The Hizbollah leader replies: "We are well aware of these threats. They are nothing new. They reflect nothing but sheer fear and helplessness; they prove the Zionists are no longer able to defeat us by military means." To which his interlocutor replies, bravely I think: "Oh yes they are."

That feisty retort sheds some light on the other over-used word in the crisis in Lebanon: "disproportionate". What is the proportionate response to a terrorist organisation which repeatedly sends rockets packed with ball bearings to cause maximum civilian casualties in your main domestic tourist resort? And what do you do if that organisation, backed by Iran and Syria, also has two ministers in the government of the country from which they are sending those rockets?

President Chirac, whose former ambassador to London called Israel "a shitty little country", was among those Europeans who criticised Israel's retaliation as "totally disproportionate". This was the same Chirac who in January said "states who would use terrorist means against us must understand they would lay themselves open to a firm and fitting response on our part. This response could be a conventional one. It could also be of a different kind." Or, in other words: we might nuke the bastards. Having already escalated the diplomatic language to "totally disproportionate", imagine the words Chirac would unleash if the Israeli government this week threatened the use of nuclear weapons against Iran, unless its proxies in Lebanon desisted from their acts of terrorism.

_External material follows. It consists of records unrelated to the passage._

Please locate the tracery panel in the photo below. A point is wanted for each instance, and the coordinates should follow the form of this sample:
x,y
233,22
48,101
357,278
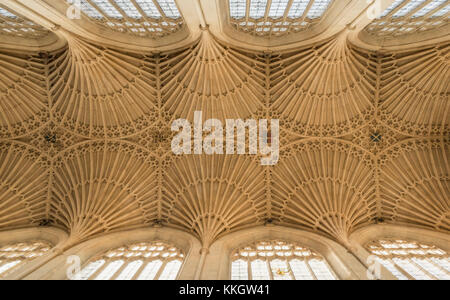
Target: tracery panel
x,y
276,17
140,261
279,260
405,17
145,18
412,260
16,255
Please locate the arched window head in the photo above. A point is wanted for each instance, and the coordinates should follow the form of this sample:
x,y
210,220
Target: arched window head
x,y
15,255
405,17
142,261
145,18
412,260
279,260
276,17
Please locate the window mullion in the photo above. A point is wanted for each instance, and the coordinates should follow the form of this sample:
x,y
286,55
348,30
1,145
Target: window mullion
x,y
438,266
139,271
98,272
249,266
422,269
161,269
291,272
269,268
310,270
118,272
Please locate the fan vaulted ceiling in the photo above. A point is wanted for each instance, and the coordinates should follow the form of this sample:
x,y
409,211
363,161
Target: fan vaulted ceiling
x,y
85,128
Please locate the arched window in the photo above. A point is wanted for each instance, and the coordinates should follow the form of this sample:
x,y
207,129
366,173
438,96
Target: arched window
x,y
142,261
15,255
278,260
412,260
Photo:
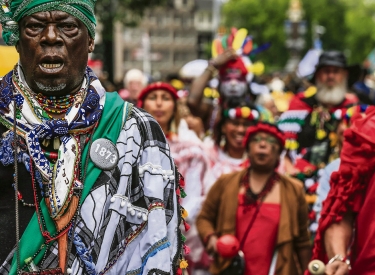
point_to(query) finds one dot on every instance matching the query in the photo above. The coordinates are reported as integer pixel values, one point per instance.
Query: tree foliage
(349, 25)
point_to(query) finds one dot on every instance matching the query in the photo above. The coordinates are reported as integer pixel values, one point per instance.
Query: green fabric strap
(109, 127)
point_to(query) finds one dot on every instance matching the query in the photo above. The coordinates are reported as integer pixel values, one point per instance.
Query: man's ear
(91, 45)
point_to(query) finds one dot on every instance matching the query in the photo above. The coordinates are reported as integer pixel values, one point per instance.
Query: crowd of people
(257, 175)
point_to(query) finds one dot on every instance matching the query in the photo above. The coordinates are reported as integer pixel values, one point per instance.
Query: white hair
(135, 74)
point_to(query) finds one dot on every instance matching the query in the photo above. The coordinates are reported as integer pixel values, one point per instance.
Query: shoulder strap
(128, 108)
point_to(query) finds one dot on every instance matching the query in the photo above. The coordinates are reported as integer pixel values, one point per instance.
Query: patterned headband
(11, 12)
(242, 112)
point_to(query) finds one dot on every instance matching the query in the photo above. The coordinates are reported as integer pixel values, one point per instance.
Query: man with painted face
(311, 122)
(87, 181)
(232, 83)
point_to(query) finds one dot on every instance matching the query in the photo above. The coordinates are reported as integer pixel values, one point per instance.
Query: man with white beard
(311, 122)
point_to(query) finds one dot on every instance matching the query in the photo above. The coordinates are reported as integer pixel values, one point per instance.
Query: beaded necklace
(53, 104)
(250, 196)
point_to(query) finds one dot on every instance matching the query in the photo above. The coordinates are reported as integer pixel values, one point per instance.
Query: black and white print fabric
(128, 224)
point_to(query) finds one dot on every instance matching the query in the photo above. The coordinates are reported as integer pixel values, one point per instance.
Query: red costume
(353, 189)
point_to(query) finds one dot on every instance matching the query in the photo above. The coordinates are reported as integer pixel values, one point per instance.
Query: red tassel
(187, 226)
(186, 249)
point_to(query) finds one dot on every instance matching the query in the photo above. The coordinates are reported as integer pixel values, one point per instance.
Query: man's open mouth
(51, 66)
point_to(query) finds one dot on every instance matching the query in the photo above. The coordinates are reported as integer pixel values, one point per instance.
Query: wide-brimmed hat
(156, 86)
(338, 59)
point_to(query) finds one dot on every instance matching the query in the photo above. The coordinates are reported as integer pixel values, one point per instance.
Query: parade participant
(317, 112)
(232, 66)
(134, 82)
(225, 149)
(345, 235)
(311, 122)
(93, 188)
(160, 100)
(325, 174)
(266, 211)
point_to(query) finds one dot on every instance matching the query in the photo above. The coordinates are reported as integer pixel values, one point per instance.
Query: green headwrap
(11, 12)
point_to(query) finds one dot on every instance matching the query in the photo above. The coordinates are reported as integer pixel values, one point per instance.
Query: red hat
(156, 86)
(234, 64)
(267, 128)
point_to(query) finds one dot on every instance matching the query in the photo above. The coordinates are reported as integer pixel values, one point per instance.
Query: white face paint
(331, 96)
(233, 88)
(49, 88)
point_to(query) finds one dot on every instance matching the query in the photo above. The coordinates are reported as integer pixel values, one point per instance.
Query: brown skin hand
(58, 38)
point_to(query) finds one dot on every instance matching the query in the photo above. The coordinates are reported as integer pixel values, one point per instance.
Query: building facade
(166, 38)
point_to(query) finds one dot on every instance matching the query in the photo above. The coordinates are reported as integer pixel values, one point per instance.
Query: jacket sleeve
(303, 239)
(206, 220)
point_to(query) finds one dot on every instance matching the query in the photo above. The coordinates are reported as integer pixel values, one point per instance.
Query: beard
(331, 95)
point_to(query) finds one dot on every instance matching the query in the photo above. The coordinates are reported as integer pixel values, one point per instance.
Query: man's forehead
(55, 15)
(331, 68)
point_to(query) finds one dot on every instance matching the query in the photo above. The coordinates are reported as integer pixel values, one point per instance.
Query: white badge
(104, 154)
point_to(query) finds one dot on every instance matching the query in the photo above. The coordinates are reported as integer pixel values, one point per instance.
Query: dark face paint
(54, 48)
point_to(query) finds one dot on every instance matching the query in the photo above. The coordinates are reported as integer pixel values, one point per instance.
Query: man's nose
(51, 35)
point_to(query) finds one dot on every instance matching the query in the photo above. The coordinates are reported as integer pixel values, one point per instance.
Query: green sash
(114, 115)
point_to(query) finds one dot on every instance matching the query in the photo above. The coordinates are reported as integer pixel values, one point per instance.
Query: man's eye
(35, 27)
(69, 27)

We do not, of course, have any proof that Tehran has, as some allege, engineered the latest crisis to deflect increasingly impatient Western powers from pursuing their action against Iran's nuclear programme. Let us assume it was a complete coincidence that the Hizbollah capture of two IDF conscripts (and the killing of eight others) within Israeli territory took place on the day after Javier Solana warned the chief Iranian negotiator, Ali Larijani, that his country's nuclear dossier would be referred back to the Security Council. And let us also accept that it is a complete coincidence that on his way back to Tehran from that bruising meeting, Ali Larijani dropped in to Damascus for a meeting with Hizbollah's other backer, President Bashar Assad.

Who needs to construct conspiracy theories when everything is so plain to see on the geopolitical chess board? Last week the Iranian News Channel broadcast a speech by the speaker of Iran's parliament, Gholam Ali Haddad Adel. Addressing his remarks to Israel - but also to the crowd in front of him - Gholam Ali declared: "Today the confrontation is not only within the borders of Lebanon. It is taking place deep within your own land. Today your flourishing cities in the north of Israel are within the range of the fire of the fighters and lion cubs of Hizbollah. No place in Israel will be safe."

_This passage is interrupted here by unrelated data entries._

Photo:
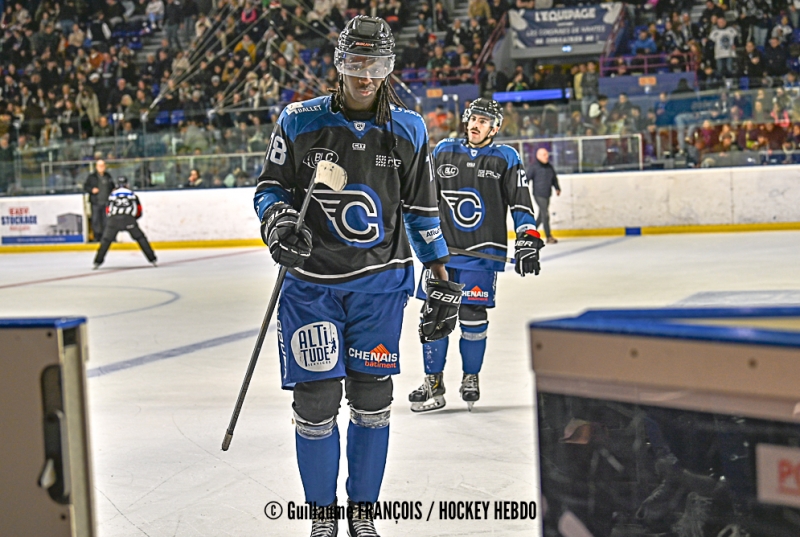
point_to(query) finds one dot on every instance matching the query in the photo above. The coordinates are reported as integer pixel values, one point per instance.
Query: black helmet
(368, 36)
(484, 107)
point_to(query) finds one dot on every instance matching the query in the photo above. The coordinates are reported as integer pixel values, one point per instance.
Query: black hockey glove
(288, 248)
(526, 252)
(440, 311)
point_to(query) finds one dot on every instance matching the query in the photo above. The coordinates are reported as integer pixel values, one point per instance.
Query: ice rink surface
(169, 347)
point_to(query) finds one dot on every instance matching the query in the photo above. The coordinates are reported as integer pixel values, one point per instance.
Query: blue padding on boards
(661, 323)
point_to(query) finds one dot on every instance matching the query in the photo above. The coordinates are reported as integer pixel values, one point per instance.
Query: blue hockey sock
(434, 356)
(473, 347)
(318, 452)
(367, 444)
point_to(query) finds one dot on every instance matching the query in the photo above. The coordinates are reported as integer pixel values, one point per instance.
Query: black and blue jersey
(361, 234)
(477, 187)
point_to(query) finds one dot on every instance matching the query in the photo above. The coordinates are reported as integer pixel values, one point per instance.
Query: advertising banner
(567, 26)
(42, 220)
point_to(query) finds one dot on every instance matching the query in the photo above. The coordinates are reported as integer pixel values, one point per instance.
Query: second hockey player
(478, 182)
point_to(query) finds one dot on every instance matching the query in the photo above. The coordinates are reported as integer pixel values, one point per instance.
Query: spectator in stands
(644, 44)
(775, 58)
(6, 164)
(195, 180)
(724, 38)
(498, 8)
(544, 179)
(517, 83)
(441, 18)
(479, 10)
(98, 185)
(456, 35)
(590, 83)
(492, 80)
(173, 18)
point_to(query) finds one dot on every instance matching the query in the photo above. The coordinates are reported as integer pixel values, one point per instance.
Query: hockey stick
(335, 177)
(481, 255)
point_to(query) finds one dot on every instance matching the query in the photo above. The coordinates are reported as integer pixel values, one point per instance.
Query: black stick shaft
(459, 251)
(262, 333)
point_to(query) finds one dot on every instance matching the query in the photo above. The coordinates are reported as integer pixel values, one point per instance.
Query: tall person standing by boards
(479, 182)
(122, 212)
(350, 266)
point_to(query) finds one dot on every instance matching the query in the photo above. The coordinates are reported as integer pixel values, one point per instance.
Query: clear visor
(362, 66)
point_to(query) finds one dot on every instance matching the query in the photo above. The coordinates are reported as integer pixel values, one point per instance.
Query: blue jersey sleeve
(275, 181)
(517, 192)
(425, 235)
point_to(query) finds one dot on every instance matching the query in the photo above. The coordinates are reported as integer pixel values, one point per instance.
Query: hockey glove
(288, 248)
(526, 252)
(440, 311)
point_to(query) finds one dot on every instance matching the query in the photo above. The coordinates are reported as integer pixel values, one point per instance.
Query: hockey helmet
(484, 107)
(365, 48)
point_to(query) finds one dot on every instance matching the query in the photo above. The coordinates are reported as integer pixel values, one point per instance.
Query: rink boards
(669, 422)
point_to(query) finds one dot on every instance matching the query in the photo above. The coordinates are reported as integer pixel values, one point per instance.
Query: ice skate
(360, 521)
(325, 523)
(429, 396)
(470, 392)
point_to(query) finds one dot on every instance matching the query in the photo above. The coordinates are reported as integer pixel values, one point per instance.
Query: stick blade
(332, 175)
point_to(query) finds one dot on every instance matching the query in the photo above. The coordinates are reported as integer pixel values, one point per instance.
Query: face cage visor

At which observation the crowd chanted "Khamenei is the leader! Death to America! Death to England!" The speaker continued: "As said by Hassan Nasrallah, this courageous, vigilant and informed religious scholar, the war has just begun. To Hassan Nasrallah we say 'well done'. This religious scholar roars like a lion and the blood of the Imam Khomeini rages in his veins." To this the crowd chants: "No more humiliation! No more humiliation!"

It is humiliation, in fact, which the Israeli government is trying to avoid. Perhaps a former military leader such as Ariel Sharon could have withstood the terrific domestic pressure for retaliatory measures - always assuming that he would have wanted to. But the new Prime Minister, Ehud Olmert, has no such track record with which to reassure the Israeli people. Like any democracy, Israel's actions are ultimately conditioned by sensitivity to public opinion - its own and not other countries'.

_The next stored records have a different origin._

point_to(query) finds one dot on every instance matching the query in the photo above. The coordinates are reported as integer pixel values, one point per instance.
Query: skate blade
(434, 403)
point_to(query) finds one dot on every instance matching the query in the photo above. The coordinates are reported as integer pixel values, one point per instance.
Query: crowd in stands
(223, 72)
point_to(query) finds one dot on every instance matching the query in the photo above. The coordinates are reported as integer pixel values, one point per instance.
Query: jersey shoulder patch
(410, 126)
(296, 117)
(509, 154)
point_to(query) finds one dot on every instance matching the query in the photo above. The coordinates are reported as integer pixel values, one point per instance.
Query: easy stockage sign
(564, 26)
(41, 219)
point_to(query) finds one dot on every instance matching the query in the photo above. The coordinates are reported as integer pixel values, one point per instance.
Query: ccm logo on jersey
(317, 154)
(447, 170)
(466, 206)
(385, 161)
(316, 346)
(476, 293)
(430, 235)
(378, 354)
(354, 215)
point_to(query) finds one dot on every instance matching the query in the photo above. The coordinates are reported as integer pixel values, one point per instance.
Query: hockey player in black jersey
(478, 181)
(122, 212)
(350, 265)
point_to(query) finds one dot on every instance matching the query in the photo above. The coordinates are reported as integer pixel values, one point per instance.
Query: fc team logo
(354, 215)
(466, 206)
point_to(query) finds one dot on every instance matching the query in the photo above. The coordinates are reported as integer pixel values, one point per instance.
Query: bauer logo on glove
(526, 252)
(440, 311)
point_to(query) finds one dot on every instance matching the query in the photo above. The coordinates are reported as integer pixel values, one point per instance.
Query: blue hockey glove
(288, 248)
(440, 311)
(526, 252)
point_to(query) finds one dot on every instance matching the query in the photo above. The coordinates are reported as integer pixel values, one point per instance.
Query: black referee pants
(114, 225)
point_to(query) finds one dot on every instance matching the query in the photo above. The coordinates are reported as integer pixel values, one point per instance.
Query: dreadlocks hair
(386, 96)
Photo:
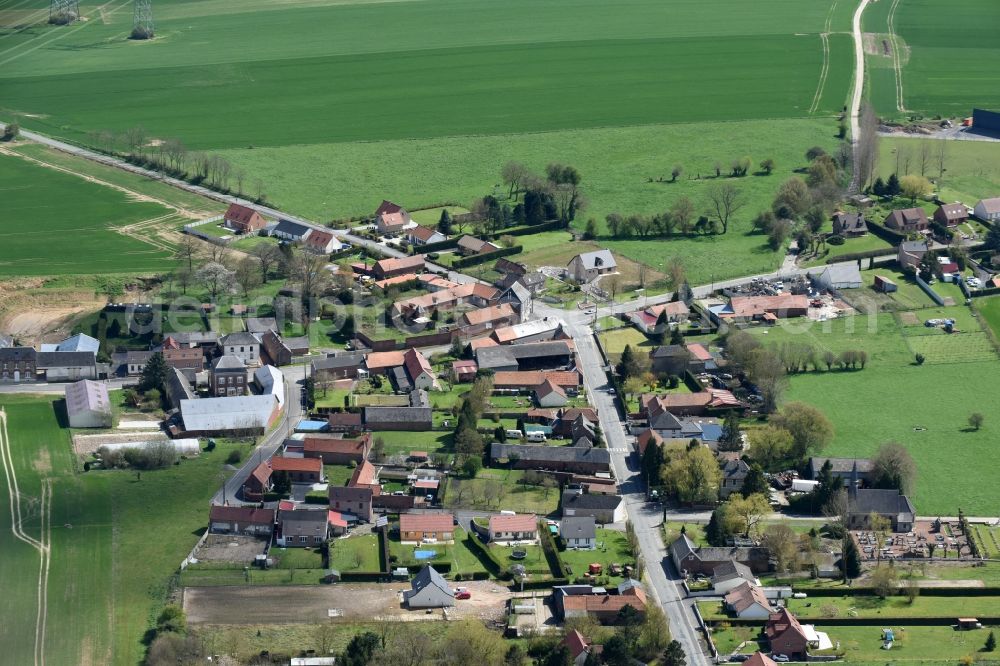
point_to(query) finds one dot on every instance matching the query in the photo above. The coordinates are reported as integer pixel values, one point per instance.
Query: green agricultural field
(621, 91)
(58, 223)
(938, 76)
(972, 168)
(116, 541)
(926, 406)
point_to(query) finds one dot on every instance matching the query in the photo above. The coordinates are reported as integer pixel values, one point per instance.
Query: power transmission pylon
(62, 12)
(142, 20)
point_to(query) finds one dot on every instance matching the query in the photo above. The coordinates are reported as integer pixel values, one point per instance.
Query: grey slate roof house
(579, 532)
(687, 557)
(429, 589)
(553, 458)
(417, 416)
(587, 266)
(602, 508)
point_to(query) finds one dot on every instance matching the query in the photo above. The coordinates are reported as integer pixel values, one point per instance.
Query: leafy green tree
(755, 482)
(154, 374)
(673, 655)
(732, 435)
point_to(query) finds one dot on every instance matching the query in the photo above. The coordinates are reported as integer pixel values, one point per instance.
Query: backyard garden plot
(57, 223)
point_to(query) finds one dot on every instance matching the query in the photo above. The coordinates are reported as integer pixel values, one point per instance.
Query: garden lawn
(494, 489)
(58, 223)
(925, 407)
(356, 553)
(612, 548)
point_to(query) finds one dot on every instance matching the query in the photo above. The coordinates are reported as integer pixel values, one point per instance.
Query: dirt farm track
(312, 603)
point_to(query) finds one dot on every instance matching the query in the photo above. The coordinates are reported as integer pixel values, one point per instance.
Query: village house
(341, 366)
(426, 528)
(951, 215)
(786, 635)
(464, 371)
(550, 355)
(734, 473)
(483, 319)
(429, 589)
(849, 225)
(243, 220)
(517, 527)
(335, 450)
(17, 364)
(604, 509)
(416, 416)
(988, 210)
(242, 520)
(418, 370)
(907, 220)
(910, 254)
(322, 242)
(588, 266)
(694, 560)
(386, 268)
(302, 528)
(648, 319)
(420, 235)
(293, 232)
(550, 394)
(747, 601)
(87, 405)
(229, 376)
(575, 459)
(469, 245)
(579, 532)
(299, 470)
(243, 345)
(731, 575)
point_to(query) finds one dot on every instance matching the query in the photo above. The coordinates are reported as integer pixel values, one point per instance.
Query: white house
(244, 346)
(87, 405)
(587, 266)
(988, 209)
(579, 533)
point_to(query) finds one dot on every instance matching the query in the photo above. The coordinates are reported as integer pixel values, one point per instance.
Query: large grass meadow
(923, 407)
(334, 105)
(948, 56)
(58, 223)
(116, 542)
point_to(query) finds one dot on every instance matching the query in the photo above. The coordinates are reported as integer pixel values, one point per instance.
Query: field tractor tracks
(42, 544)
(896, 59)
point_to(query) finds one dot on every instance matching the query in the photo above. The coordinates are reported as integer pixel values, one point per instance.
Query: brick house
(299, 470)
(243, 220)
(337, 450)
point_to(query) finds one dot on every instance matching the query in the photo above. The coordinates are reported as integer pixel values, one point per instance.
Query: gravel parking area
(315, 603)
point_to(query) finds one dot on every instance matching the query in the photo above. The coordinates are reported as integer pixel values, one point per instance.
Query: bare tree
(267, 256)
(725, 200)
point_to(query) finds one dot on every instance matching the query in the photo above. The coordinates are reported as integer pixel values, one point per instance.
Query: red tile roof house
(786, 635)
(245, 520)
(257, 483)
(299, 470)
(322, 242)
(243, 220)
(907, 220)
(519, 527)
(426, 528)
(384, 268)
(951, 214)
(336, 450)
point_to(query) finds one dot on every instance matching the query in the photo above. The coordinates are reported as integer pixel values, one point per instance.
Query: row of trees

It was, after all, domestic public opinion rather than the requirements of military strategy which caused Israel to withdraw from Lebanon in 2000. Its own people had sickened at the casualties to its conscript army. But when the Israeli public believes that national survival is at stake - as it has proved on a number of occasions since 1948 - it will be deterred by no amount of international opprobrium.

Although the British state was not founded upon the experience of genocide, I suspect that most of the people of this country, in similar circumstances, would feel the same way.